Le privilège de dénoncer nous initie au concept de « misogynoire », encore peu utilisé au Québec : cette misogynie raciste pratiquée envers les femmes et les filles noires. En se basant sur ce concept, Kharoll-Ann Souffrant décortique pourquoi et comment les femmes et les filles noires sont invisibilisées dans l’espace public lorsqu’on parle de violences sexuelles : elle nous entretient des impacts actuels de l’esclavage et du colonialisme, du sexisme, des graves carences du système de justice quand il est question de violences sexuelles, des stéréotypes liés à la sexualité des femmes et des filles noires, etc.

Kharoll-Ann Souffrant démontre que les femmes et les filles noires sont invisibilisées en tant que survivantes de violences sexuelles, mais qu’elles sont aussi invisibilisées au sein de la lutte contre les violences sexuelles et au sein du mouvement féministe dominant en nous rappelant (ou nous apprenant, c’est selon) que le mot/mouvement #MeToo a été originalement lancé en 2007 par une femme noire, Tarana Burke, pour dénoncer les violences sexuelles perpétrées envers les femmes racisées. Mais qui sait cela aujourd’hui ?

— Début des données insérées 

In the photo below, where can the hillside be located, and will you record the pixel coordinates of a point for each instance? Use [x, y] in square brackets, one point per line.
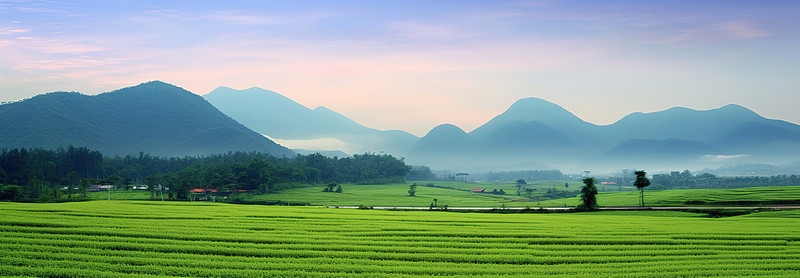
[154, 117]
[279, 117]
[533, 132]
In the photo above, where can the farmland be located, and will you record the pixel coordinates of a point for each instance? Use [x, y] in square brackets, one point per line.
[129, 238]
[751, 196]
[396, 195]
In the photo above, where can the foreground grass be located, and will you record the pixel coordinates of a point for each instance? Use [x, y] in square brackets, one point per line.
[750, 196]
[119, 238]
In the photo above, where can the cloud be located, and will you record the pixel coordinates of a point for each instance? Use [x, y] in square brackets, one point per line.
[418, 31]
[742, 29]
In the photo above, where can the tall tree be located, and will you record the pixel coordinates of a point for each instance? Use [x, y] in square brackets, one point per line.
[520, 184]
[640, 183]
[588, 194]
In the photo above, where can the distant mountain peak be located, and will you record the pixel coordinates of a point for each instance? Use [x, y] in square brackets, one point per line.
[446, 128]
[155, 117]
[542, 111]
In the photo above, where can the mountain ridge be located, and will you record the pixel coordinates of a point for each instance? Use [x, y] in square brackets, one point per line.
[152, 117]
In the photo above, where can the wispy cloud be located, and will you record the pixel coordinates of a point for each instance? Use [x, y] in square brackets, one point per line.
[743, 29]
[419, 31]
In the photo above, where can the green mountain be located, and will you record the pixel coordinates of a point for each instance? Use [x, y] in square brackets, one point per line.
[279, 117]
[153, 117]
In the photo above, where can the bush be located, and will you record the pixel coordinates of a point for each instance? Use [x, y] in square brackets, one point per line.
[10, 192]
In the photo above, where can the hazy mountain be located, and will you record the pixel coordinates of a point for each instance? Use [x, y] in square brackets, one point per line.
[279, 117]
[153, 117]
[659, 148]
[520, 136]
[533, 131]
[751, 135]
[325, 153]
[445, 138]
[652, 154]
[707, 126]
[546, 113]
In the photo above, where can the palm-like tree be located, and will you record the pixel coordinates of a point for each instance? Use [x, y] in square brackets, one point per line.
[640, 183]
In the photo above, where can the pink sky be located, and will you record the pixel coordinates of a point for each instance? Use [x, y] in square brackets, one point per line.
[414, 65]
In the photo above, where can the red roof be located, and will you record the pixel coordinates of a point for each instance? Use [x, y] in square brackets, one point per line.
[201, 190]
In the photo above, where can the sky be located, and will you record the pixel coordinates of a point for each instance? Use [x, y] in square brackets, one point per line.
[413, 65]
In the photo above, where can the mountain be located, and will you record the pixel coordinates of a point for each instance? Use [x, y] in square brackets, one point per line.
[659, 148]
[679, 122]
[545, 113]
[279, 117]
[533, 131]
[444, 138]
[531, 136]
[652, 154]
[153, 117]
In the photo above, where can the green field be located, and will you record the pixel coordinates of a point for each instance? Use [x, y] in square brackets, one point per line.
[748, 196]
[397, 195]
[390, 195]
[124, 238]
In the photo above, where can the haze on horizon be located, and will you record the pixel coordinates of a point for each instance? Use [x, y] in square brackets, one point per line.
[412, 65]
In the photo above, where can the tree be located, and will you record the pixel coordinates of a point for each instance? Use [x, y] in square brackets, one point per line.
[640, 183]
[529, 191]
[520, 183]
[72, 179]
[588, 194]
[10, 192]
[330, 187]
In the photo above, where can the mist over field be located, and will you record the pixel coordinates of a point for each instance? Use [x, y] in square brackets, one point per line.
[450, 138]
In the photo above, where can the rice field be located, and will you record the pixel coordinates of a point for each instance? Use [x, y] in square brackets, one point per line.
[130, 238]
[748, 196]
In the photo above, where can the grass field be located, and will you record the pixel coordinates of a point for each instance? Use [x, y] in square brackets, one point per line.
[389, 195]
[125, 238]
[752, 196]
[397, 195]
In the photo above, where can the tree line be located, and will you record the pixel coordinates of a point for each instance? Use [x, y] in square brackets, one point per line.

D’entrée de jeu, Kharoll-Ann Souffrant nous fait aussi connaitre son choix juste et assumé de ne pas faire sienne la honte que les agresseurs et le système veulent imposer aux victimes de violences sexuelles, le premier chapitre de l’ouvrage étant une dénonciation de tous ceux – institutions et individus – qui n’ont pas agi pour l’appuyer et contre son agresseur alors qu’elle était jeune adolescente.

La honte doit changer de camp, on ne le dira jamais assez. Et pour ce faire, il faut absolument élargir la compréhension sociale des violences sexuelles en prenant en compte l’intersectionnalité des oppressions, ce concept honni par le gouvernement Legault. Cet ouvrage nous presse de le faire.